One that fits better, perhaps, is that Franzis’ flashbacks aren’t merely “the ravings of a madman”, but he’s telling the truth, and that somehow between the end of his flashbacks (which see Caligari locked up in his own asylum) and where we join the framing narrative (with Franzis locked in the asylum and Caligari in charge), the evil doctor has reasserted his authority and captured his accuser. Of course, that requires a leap — how does Caligari regain control? Why don’t we see it happen?

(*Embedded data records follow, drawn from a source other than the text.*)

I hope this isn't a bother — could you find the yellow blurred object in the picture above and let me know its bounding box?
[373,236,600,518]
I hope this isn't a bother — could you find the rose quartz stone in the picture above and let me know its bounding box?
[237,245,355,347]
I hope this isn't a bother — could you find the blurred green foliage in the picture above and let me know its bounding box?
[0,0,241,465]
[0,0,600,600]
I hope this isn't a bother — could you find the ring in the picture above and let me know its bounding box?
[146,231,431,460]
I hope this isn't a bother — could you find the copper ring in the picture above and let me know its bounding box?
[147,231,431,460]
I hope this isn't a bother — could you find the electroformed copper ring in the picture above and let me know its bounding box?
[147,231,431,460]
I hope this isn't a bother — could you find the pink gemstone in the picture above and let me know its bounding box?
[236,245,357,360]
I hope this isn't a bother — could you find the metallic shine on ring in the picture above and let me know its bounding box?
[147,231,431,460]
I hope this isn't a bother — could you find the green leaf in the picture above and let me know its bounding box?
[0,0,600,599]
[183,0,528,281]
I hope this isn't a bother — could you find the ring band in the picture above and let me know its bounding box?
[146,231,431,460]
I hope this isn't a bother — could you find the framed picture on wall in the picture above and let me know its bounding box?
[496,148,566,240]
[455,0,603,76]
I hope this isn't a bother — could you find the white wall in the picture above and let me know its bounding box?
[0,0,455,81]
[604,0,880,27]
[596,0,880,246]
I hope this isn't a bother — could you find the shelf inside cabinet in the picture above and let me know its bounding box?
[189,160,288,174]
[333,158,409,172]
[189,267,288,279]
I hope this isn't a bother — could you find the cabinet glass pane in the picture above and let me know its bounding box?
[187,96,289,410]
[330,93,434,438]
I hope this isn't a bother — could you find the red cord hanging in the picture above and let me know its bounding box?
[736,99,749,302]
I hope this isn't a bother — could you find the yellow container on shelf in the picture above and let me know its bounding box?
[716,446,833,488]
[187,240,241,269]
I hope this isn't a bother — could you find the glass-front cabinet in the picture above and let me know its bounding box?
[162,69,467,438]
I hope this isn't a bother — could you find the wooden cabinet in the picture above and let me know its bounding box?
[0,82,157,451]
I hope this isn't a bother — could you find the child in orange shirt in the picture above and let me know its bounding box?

Well, we don’t see it happen because that wasn’t what the makers intended.

Suspicious activity

And so we come back to “it was all a dream”. Maybe that’s the best explanation — the writers may’ve hated it, but in some respects it saves them from themselves: Cairns’ visual essay highlights a bunch of plot holes, inconsistencies, and confusions, not to mention issues of character motivations and actions (“in a way it makes no sense to speak of character motivation in a mad man’s fantasy”), all of which you can hand-wave away if “it was all a dream”. This is why I wondered if it was style over substance. The sets, the make-up, the performances — all fantastically atmospheric. The story, the characters, their actions — not such great shakes.

But maybe that’s okay. After all, why not? Director Robert Wiene and his crew did a fantastic job of bringing a surreal nightmare to life, and nightmares seldom feature plausible storylines.